Ruddick-Collins, LC, Morgan, PJ, Fyfe, CL, Filipe, JAN, Horgan, GW, Westerterp, KR, Johnston, JD, Johnstone, AM
Cell metabolism. 2022;34(10):1472-1485.e6
-
-
-
Free full text
Plain language summary
Recent research has shown that the time of the day when a larger meal is consumed may influence energy utilisation, positively affecting weight loss. This randomised, crossover, isocaloric and eucaloric controlled feeding trial compared morning-loaded calorie intake with evening-loaded calorie intake to assess its effects on weight and metabolism. Thirty healthy, overweight, or obese individuals participated in this study for four weeks and assessed their energy intake and energy expenditure. Based on the findings of this study, there were no discernible variations in either resting metabolic rate or total energy expenditure based on the timing of energy intake.

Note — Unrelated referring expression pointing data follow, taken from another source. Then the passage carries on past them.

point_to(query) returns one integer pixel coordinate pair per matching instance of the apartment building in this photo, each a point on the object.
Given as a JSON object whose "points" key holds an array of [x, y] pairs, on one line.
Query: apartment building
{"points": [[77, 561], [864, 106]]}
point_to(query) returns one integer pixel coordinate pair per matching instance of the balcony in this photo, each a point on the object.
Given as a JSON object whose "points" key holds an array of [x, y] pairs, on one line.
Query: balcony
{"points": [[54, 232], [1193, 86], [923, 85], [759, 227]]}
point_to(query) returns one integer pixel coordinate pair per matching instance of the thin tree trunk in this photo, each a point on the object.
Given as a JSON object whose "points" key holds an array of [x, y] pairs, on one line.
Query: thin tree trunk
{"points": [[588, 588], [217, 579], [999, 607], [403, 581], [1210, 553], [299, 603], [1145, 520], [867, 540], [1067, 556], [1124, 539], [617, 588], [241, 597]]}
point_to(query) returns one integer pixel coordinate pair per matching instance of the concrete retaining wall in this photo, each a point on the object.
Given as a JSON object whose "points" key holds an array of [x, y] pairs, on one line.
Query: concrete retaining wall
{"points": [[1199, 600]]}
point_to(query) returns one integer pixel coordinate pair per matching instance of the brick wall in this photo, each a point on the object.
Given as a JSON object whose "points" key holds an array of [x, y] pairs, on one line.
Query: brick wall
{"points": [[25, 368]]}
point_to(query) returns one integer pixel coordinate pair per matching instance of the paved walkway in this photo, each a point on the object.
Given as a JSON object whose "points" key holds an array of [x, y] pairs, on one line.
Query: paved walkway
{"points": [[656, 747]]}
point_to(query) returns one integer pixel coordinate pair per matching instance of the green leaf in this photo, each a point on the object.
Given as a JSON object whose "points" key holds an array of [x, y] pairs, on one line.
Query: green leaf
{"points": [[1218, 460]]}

Morning loaded diet can significantly lower hunger and improve satiety compared to the evening-loaded diet. Because of these effects, a morning-loaded diet may aid weight loss through behavioural adaptations. Healthcare professionals can use the results of this study to understand the benefits of morning-loaded calorie intake in terms of hunger suppression and increased satiety which may promote weight loss through behavioural change. Further robust studies are required to evaluate the metabolic outcomes and energy metabolism followed by morning-loaded energy intake and evening-loaded energy intake.
Abstract
Morning loaded calorie intake in humans has been advocated as a dietary strategy to improve weight loss. This is also supported by animal studies suggesting time of eating can prevent weight gain. However, the underlying mechanisms through which timing of eating could promote weight loss in humans are unclear. In a randomized crossover trial (NCT03305237), 30 subjects with obesity/overweight underwent two 4-week calorie-restricted but isoenergetic weight loss diets, with morning loaded or evening loaded calories (45%:35%:20% versus 20%:35%:45% calories at breakfast, lunch, and dinner, respectively). We demonstrate no differences in total daily energy expenditure or resting metabolic rate related to the timing of calorie distribution, and no difference in weight loss. Participants consuming the morning loaded diet reported significantly lower hunger. Thus, morning loaded intake (big breakfast) may assist with compliance to weight loss regime through a greater suppression of appetite.